For this Monday Morning Memory, I will recount my most traumatic memory from second grade, possibly from all of elementary school. Like most of my pre-adult traumas, the entire situation is blown out of proportion and largely my own fault. My teacher was Mrs. Noonan. My mom had written a note to excuse me from gym class - I had a little bit of a sore throat and a lotta bit of not wanting to do whatever activity was going on that day in gym class. I gave the note to Mrs. Noonan and she told me to remind her about it as we left for P.E., because she'd probably forget. We line up for P.E., and Mrs. Noonan seems to have forgotten. Here's my big moment. I'm standing in line, desperately hoping Mrs. Noonan remembers, knowing that I'm supposed to speak up and remind her. Anything involving "speaking up" was not possible for me at eight years old. So I walk to the gym with my class, knowing that the P.E. teacher (Mrs. Sychee) is expecting me to participate.

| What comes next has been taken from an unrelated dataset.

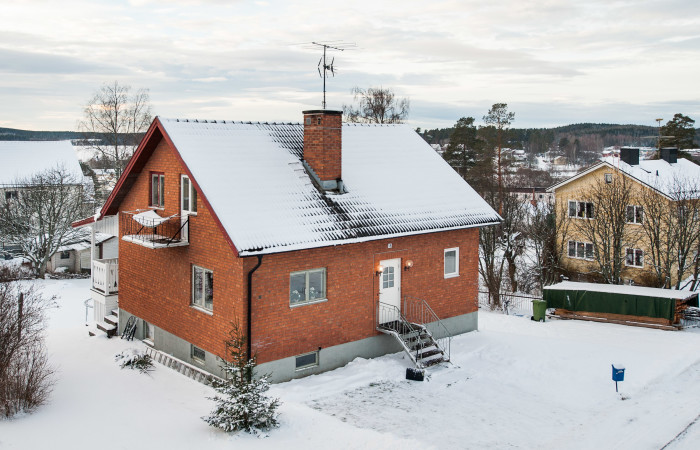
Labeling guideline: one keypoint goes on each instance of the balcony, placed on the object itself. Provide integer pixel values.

During that long walk to the gym, I grow increasingly anxious over my situation. What if Mrs. Sychee realizes I'm not in my gym shoes!? (Unlike my non-gym sneakers, my gym shoes had WHITE laces.) If I just participate, what if Mrs. Noonan realizes she forgot the note? She'll think I wasn't really sick! If I tell Mrs. Sychee the situation, she'll wonder why I didn't remind Mrs. Noonan. If I just say nothing, I'll have to participate in P.E. today! With a small sore throat!
We finally get to the gym and I have a fool-proof plan. See yesterday, one of the girls in the class had to sit out because she twisted her ankle. All I have to do is tell Mrs. Sychee that I hurt my leg (obviously I couldn't say ankle because that would be too obvious), and she'll let me sit out. I don't know why or how, but I was confident that would solve all of my problems.
Turns out saying "my leg hurts and I need to sit out" gets me sent to the nurse's office. Panic begins to set in. I try desperately to come up with some story to get me out of this mess, but by the time I get to the nurse's office, I just burst into tears. I confess everything. I'm sure I make no sense (how do you describe that problem in a way that makes sense?), and the nurse walks me back to my classroom to hand me off to Mrs. Noonan. Exasperated, she asks me why I didn't just remind her? Mrs. Sychee wants to know why I didn't just explain the situation? For the rest of the day, my answer to any question is to simply burst into tears. (This becomes my default coping mechanism for most elementary school "problems." Like that time I forgot my math book. Or the time my book order was delayed. And that time I didn't finish coloring in my worksheet.) Most traumatic day ever.